Foram as presidenciais mais polarizadas dos 34 anos do multipartidarismo na Guiné-Bissau. De um lado, Umaro Sissoco Embaló, ditador à procura da sua reeleição. Do outro, Fernando Dias da Costa, um ex-aliado do tirano que há 3 anos se pôs em ruptura com o antigo amo. Uma alternativa de última hora encontrada pelas sensibilidades da oposição como mecanismo de combate eleitoral à ditadura. Longe de ser a melhor opção numas eleições condicionadas desde a sua origem, não deixa dúvidas de ser, entretanto, o candidato melhor posicionado para esta etapa de confronto com a ditadura. Uma escolha de sobrevivência dos sectores democratas guineenses. O apoio popular durante a campanha eleitoral de 21 dias não deixou margem para dúvida: o povo estava pronto para ir às urnas com duas bandeiras que escolheu para estas eleições. Unidade nacional contra o divisionismo étnico-religioso sissoquista; e liberdades democráticas contra um regime de terror, sanguinário.

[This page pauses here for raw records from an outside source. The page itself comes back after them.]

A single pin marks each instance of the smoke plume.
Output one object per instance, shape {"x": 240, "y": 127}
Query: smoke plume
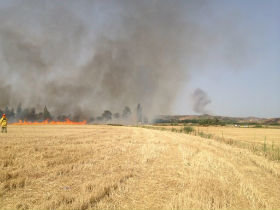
{"x": 84, "y": 57}
{"x": 200, "y": 101}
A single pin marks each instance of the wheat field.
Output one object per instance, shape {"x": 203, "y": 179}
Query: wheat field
{"x": 115, "y": 167}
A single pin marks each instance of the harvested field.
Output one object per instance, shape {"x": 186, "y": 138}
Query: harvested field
{"x": 116, "y": 167}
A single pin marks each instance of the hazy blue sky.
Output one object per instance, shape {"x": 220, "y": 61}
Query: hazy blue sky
{"x": 241, "y": 80}
{"x": 253, "y": 88}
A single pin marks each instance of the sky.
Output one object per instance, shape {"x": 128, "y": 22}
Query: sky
{"x": 234, "y": 57}
{"x": 251, "y": 89}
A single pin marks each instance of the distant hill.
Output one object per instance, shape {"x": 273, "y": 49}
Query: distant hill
{"x": 212, "y": 118}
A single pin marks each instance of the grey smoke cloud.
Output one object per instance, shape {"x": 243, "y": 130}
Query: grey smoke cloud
{"x": 91, "y": 56}
{"x": 200, "y": 101}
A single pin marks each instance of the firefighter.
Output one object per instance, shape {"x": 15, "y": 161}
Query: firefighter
{"x": 4, "y": 123}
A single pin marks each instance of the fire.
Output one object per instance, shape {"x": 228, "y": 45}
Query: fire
{"x": 47, "y": 122}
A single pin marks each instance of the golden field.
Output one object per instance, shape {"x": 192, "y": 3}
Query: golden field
{"x": 116, "y": 167}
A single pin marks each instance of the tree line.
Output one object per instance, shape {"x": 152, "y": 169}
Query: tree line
{"x": 31, "y": 114}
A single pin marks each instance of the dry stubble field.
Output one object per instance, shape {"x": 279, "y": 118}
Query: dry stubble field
{"x": 109, "y": 167}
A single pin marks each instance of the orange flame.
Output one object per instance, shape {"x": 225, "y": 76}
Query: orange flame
{"x": 46, "y": 122}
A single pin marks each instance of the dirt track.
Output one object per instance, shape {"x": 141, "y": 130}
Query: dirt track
{"x": 108, "y": 167}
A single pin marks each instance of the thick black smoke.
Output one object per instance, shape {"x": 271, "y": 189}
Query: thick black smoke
{"x": 200, "y": 101}
{"x": 84, "y": 57}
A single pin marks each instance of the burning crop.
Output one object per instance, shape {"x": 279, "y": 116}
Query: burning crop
{"x": 47, "y": 122}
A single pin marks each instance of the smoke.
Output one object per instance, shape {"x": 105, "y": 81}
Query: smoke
{"x": 200, "y": 101}
{"x": 91, "y": 56}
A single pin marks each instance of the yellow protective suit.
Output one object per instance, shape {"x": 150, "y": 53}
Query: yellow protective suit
{"x": 4, "y": 123}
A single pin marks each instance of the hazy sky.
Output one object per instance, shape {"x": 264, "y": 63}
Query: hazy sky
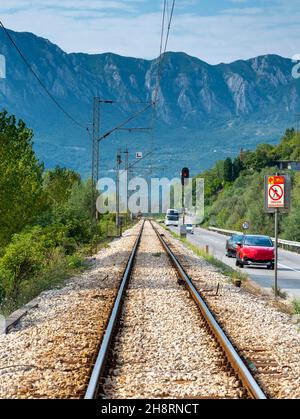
{"x": 213, "y": 30}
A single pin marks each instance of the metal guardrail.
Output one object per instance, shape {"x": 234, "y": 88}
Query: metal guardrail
{"x": 283, "y": 243}
{"x": 231, "y": 354}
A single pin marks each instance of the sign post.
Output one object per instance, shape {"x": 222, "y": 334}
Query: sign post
{"x": 277, "y": 200}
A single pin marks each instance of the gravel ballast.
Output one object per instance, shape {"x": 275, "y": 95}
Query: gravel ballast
{"x": 50, "y": 352}
{"x": 268, "y": 339}
{"x": 162, "y": 349}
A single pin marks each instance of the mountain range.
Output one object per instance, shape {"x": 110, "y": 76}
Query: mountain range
{"x": 204, "y": 112}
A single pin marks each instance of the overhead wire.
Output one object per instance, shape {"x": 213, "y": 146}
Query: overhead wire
{"x": 44, "y": 87}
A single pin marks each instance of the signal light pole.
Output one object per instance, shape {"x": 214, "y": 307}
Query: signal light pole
{"x": 185, "y": 175}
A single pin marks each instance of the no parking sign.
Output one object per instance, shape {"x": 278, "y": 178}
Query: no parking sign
{"x": 276, "y": 186}
{"x": 277, "y": 193}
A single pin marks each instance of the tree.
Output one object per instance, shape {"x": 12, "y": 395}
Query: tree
{"x": 237, "y": 167}
{"x": 21, "y": 194}
{"x": 58, "y": 184}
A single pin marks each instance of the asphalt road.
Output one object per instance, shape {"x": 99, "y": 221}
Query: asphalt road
{"x": 289, "y": 263}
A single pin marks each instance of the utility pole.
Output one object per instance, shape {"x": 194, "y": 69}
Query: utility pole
{"x": 297, "y": 122}
{"x": 126, "y": 170}
{"x": 95, "y": 156}
{"x": 119, "y": 161}
{"x": 276, "y": 251}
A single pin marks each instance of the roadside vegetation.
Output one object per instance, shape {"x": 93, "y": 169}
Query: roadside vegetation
{"x": 234, "y": 189}
{"x": 233, "y": 275}
{"x": 45, "y": 228}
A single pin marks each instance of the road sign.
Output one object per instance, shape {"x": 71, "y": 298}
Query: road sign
{"x": 246, "y": 225}
{"x": 276, "y": 186}
{"x": 278, "y": 193}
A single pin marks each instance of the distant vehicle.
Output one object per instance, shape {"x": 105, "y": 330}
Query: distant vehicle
{"x": 255, "y": 251}
{"x": 189, "y": 228}
{"x": 172, "y": 218}
{"x": 231, "y": 244}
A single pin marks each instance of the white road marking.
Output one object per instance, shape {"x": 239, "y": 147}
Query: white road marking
{"x": 288, "y": 267}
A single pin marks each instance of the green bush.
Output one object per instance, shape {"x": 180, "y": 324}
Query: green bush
{"x": 23, "y": 259}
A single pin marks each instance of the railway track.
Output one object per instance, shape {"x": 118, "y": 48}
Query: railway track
{"x": 156, "y": 344}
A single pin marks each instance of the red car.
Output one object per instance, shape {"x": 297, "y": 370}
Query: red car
{"x": 255, "y": 251}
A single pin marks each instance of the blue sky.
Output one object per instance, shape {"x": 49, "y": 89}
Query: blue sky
{"x": 213, "y": 30}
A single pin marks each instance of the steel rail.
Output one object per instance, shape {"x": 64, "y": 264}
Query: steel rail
{"x": 100, "y": 364}
{"x": 233, "y": 357}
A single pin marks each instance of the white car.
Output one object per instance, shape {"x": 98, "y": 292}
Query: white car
{"x": 189, "y": 228}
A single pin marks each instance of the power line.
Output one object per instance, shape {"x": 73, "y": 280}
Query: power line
{"x": 117, "y": 128}
{"x": 163, "y": 50}
{"x": 39, "y": 80}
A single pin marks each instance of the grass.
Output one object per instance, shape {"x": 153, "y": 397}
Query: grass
{"x": 226, "y": 270}
{"x": 53, "y": 276}
{"x": 296, "y": 306}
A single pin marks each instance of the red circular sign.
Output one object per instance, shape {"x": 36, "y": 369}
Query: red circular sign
{"x": 276, "y": 192}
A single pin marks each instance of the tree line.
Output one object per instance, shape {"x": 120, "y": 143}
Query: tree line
{"x": 234, "y": 189}
{"x": 45, "y": 227}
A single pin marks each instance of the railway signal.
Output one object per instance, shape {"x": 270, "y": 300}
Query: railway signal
{"x": 185, "y": 175}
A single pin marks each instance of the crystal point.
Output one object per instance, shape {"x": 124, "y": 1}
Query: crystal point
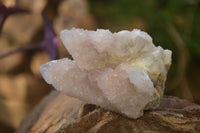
{"x": 123, "y": 72}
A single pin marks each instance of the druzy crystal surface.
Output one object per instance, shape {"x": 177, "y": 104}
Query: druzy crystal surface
{"x": 123, "y": 72}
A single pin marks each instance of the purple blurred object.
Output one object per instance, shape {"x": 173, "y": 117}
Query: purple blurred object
{"x": 50, "y": 42}
{"x": 7, "y": 11}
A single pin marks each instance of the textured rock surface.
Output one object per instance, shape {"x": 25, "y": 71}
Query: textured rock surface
{"x": 62, "y": 114}
{"x": 123, "y": 72}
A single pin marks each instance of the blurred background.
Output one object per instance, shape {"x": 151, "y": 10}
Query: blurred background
{"x": 173, "y": 24}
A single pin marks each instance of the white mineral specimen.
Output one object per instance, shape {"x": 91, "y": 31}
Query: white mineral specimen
{"x": 123, "y": 72}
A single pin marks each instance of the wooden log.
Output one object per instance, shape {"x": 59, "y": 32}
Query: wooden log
{"x": 62, "y": 114}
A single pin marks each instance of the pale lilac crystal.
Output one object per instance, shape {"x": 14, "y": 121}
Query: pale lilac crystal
{"x": 123, "y": 72}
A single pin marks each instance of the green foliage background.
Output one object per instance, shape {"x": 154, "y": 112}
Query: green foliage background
{"x": 173, "y": 24}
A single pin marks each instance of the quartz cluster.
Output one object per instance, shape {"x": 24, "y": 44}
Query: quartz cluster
{"x": 123, "y": 72}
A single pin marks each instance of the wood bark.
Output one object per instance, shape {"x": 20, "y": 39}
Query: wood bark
{"x": 58, "y": 113}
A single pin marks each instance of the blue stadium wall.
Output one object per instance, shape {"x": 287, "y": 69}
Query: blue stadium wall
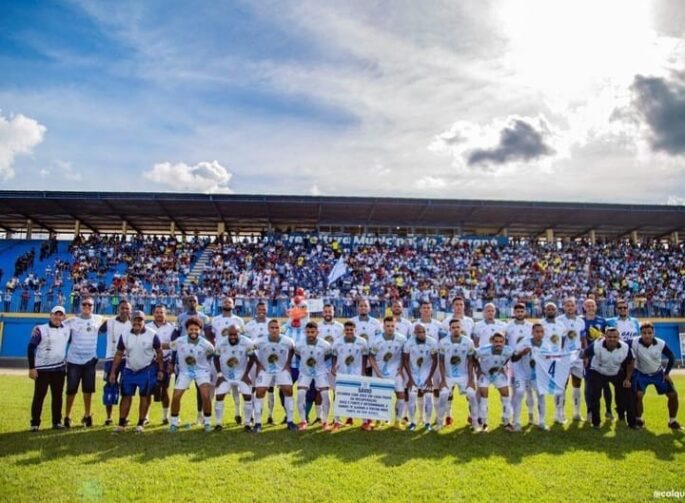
{"x": 15, "y": 330}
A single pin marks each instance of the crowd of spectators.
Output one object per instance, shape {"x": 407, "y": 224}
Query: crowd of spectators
{"x": 150, "y": 270}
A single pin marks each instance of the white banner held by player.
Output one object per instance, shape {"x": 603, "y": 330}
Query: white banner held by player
{"x": 363, "y": 397}
{"x": 552, "y": 370}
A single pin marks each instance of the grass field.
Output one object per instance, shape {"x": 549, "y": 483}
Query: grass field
{"x": 573, "y": 463}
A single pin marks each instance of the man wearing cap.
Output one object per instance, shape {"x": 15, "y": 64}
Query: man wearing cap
{"x": 82, "y": 358}
{"x": 142, "y": 350}
{"x": 611, "y": 361}
{"x": 46, "y": 353}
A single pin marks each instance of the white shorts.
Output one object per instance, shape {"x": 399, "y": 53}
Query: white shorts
{"x": 320, "y": 381}
{"x": 265, "y": 380}
{"x": 461, "y": 383}
{"x": 226, "y": 386}
{"x": 499, "y": 380}
{"x": 183, "y": 379}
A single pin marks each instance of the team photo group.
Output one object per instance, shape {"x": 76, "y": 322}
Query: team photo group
{"x": 604, "y": 366}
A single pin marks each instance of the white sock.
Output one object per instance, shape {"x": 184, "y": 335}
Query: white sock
{"x": 289, "y": 407}
{"x": 219, "y": 411}
{"x": 576, "y": 401}
{"x": 301, "y": 396}
{"x": 258, "y": 410}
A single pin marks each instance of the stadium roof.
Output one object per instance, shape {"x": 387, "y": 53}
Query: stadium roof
{"x": 155, "y": 213}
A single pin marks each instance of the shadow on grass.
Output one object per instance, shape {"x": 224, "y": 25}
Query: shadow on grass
{"x": 386, "y": 445}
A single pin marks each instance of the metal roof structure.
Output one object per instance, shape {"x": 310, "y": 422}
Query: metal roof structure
{"x": 159, "y": 213}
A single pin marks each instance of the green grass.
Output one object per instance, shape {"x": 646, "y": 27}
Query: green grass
{"x": 574, "y": 463}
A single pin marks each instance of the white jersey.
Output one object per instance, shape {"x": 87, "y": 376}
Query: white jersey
{"x": 313, "y": 357}
{"x": 554, "y": 334}
{"x": 420, "y": 358}
{"x": 193, "y": 356}
{"x": 492, "y": 363}
{"x": 467, "y": 325}
{"x": 574, "y": 328}
{"x": 433, "y": 329}
{"x": 273, "y": 355}
{"x": 456, "y": 355}
{"x": 255, "y": 329}
{"x": 220, "y": 325}
{"x": 517, "y": 331}
{"x": 350, "y": 355}
{"x": 388, "y": 354}
{"x": 164, "y": 332}
{"x": 115, "y": 329}
{"x": 483, "y": 331}
{"x": 368, "y": 329}
{"x": 405, "y": 327}
{"x": 331, "y": 332}
{"x": 233, "y": 358}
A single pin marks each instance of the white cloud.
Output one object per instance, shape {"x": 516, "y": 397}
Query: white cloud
{"x": 18, "y": 135}
{"x": 207, "y": 177}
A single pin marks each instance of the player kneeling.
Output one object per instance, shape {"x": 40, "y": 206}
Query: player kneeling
{"x": 273, "y": 355}
{"x": 313, "y": 353}
{"x": 491, "y": 361}
{"x": 232, "y": 356}
{"x": 420, "y": 362}
{"x": 455, "y": 357}
{"x": 193, "y": 354}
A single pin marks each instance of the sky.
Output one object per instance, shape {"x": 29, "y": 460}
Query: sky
{"x": 570, "y": 100}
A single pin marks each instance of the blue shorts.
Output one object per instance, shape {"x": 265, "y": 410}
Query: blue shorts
{"x": 144, "y": 380}
{"x": 641, "y": 381}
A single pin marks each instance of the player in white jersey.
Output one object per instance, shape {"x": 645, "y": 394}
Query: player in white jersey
{"x": 314, "y": 353}
{"x": 164, "y": 329}
{"x": 386, "y": 357}
{"x": 193, "y": 354}
{"x": 517, "y": 330}
{"x": 420, "y": 362}
{"x": 367, "y": 327}
{"x": 488, "y": 326}
{"x": 349, "y": 356}
{"x": 254, "y": 329}
{"x": 491, "y": 361}
{"x": 467, "y": 325}
{"x": 649, "y": 353}
{"x": 232, "y": 354}
{"x": 113, "y": 329}
{"x": 402, "y": 325}
{"x": 523, "y": 381}
{"x": 273, "y": 356}
{"x": 455, "y": 359}
{"x": 574, "y": 340}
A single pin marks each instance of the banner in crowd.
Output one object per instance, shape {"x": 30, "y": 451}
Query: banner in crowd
{"x": 552, "y": 370}
{"x": 363, "y": 397}
{"x": 347, "y": 241}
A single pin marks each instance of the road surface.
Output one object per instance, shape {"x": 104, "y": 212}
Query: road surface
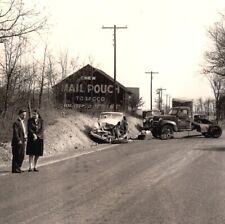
{"x": 178, "y": 181}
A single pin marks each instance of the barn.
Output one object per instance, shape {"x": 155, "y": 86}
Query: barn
{"x": 91, "y": 88}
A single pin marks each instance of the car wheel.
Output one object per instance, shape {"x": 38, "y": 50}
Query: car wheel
{"x": 166, "y": 132}
{"x": 155, "y": 133}
{"x": 215, "y": 131}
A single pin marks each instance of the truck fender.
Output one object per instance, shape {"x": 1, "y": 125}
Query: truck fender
{"x": 172, "y": 123}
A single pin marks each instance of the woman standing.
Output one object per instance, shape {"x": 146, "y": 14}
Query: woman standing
{"x": 35, "y": 141}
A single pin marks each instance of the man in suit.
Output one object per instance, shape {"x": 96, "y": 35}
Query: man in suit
{"x": 19, "y": 142}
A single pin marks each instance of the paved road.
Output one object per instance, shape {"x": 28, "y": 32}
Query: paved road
{"x": 143, "y": 182}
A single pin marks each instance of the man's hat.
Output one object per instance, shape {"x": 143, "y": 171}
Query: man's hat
{"x": 21, "y": 111}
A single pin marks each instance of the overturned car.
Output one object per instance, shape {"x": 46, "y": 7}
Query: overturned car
{"x": 111, "y": 127}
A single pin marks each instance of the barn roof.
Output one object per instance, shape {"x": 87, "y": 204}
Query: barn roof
{"x": 88, "y": 67}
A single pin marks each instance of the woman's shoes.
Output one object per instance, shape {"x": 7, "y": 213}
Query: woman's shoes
{"x": 36, "y": 170}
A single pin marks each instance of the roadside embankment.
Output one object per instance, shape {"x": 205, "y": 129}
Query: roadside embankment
{"x": 66, "y": 131}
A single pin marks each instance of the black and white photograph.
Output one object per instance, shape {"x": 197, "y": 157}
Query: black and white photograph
{"x": 112, "y": 112}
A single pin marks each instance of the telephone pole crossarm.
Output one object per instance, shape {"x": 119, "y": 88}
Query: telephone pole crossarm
{"x": 114, "y": 28}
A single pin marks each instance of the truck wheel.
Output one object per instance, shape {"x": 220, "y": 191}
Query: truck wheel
{"x": 155, "y": 133}
{"x": 206, "y": 134}
{"x": 166, "y": 132}
{"x": 215, "y": 131}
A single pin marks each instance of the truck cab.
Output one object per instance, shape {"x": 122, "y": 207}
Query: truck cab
{"x": 178, "y": 119}
{"x": 182, "y": 118}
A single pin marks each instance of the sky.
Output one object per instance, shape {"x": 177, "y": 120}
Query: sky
{"x": 164, "y": 36}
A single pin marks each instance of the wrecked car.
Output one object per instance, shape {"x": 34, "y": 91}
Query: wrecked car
{"x": 111, "y": 127}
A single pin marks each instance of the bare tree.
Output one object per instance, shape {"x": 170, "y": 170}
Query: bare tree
{"x": 214, "y": 66}
{"x": 63, "y": 62}
{"x": 42, "y": 78}
{"x": 18, "y": 20}
{"x": 217, "y": 83}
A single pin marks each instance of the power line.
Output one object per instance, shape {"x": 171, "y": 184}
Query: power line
{"x": 151, "y": 72}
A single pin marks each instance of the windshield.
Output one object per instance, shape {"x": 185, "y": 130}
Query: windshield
{"x": 152, "y": 113}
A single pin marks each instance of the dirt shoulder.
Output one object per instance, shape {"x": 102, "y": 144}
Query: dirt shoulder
{"x": 67, "y": 132}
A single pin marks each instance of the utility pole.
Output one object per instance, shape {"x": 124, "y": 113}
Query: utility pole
{"x": 151, "y": 72}
{"x": 114, "y": 34}
{"x": 159, "y": 91}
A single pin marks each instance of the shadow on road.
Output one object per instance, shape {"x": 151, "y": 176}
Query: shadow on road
{"x": 4, "y": 171}
{"x": 213, "y": 148}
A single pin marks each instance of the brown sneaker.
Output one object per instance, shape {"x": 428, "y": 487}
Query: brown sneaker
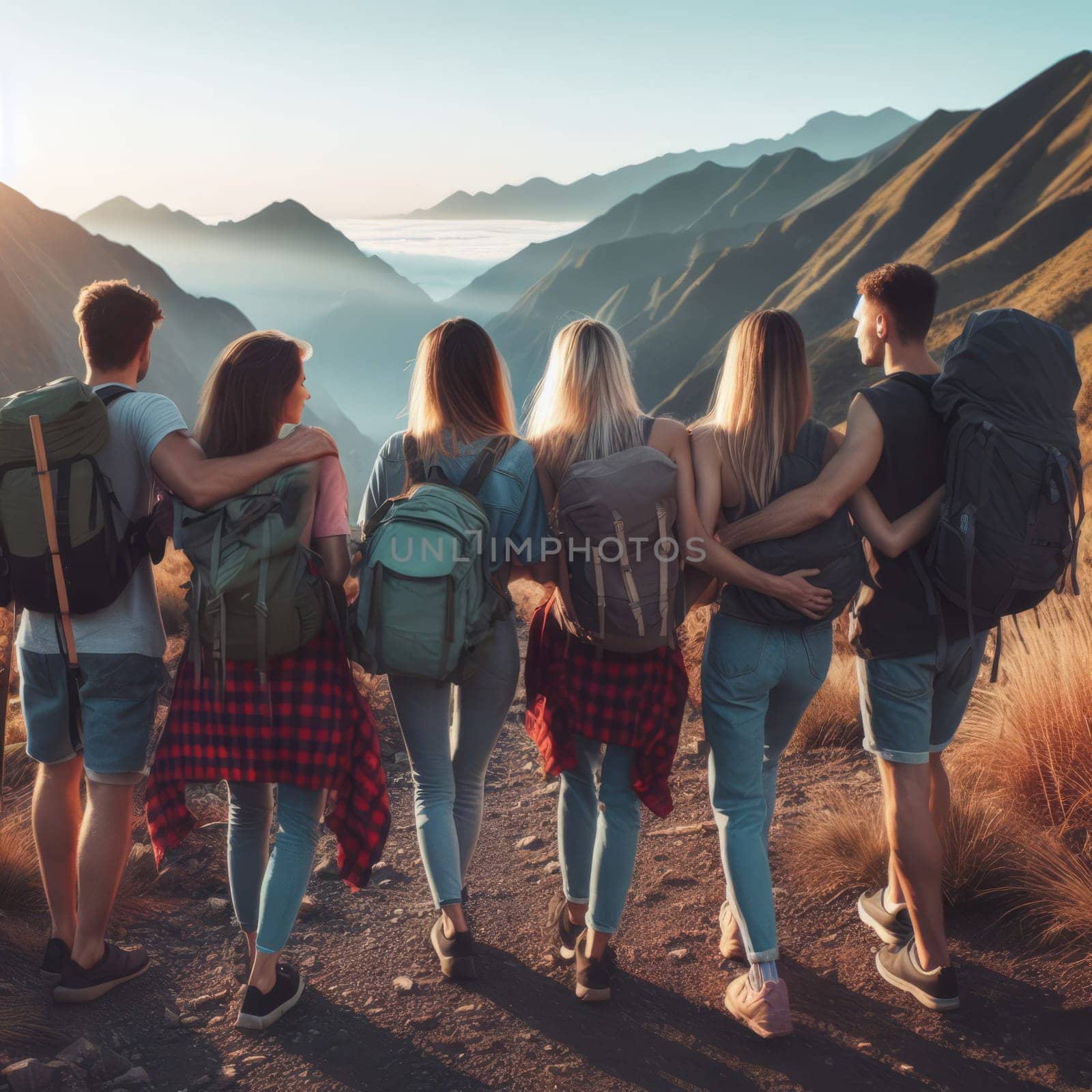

O processo estava na fase de apuramento dos resultados eleitorais regionais. A diretoria da Candidatura de Fernando Dias da Costa, que teve delegados em todas as mesas de voto, fez uma contagem paralela dos votos através das actas sínteses das mesas. A projecção indica para uma maioria absoluta na primeira volta e consequente derrota do ditador, que se remeteu ao período mais silencioso da sua história, para a surpresa de todos os que conhecem o seu ar arrogante e prepotente. Mais claro ainda, as actas de apuramento regional que chegavam não só confirmavam os dados anteriormente apurados pela candidatura de Fernando Dias, como dissipam qualquer dúvida sobre a histórica derrota do tirano. De acordo com a Lei Eleitoral guineense, estas actas são públicas justamente para assegurar o máximo de transparência ao processo eleitoral.
Ciente da sua derrota anunciada, Umaro Sissoco Embaló resolve recorrer a expedientes que lhe são conhecidos. Primeiro, tentou adulterar os resultados regionais. A mobilização popular em Catio, Mansoa, Biombo, Bubaque, frustraram essa tentativa. Depois, tentou o roubo na fase de apuramento final, sob alçada da CNE, que só tem de cumprir com a formalidade de anunciar os resultados já conhecidos pela própria candidatura do ditador. Consciente de que seria uma manobra escancaradamente ridícula, lá foi activar a acção dos seus aliados da primeira hora: as forças armadas guineenses, que o têm protegido desde a sua posse unilateral a 27 de Fevereiro de 2020.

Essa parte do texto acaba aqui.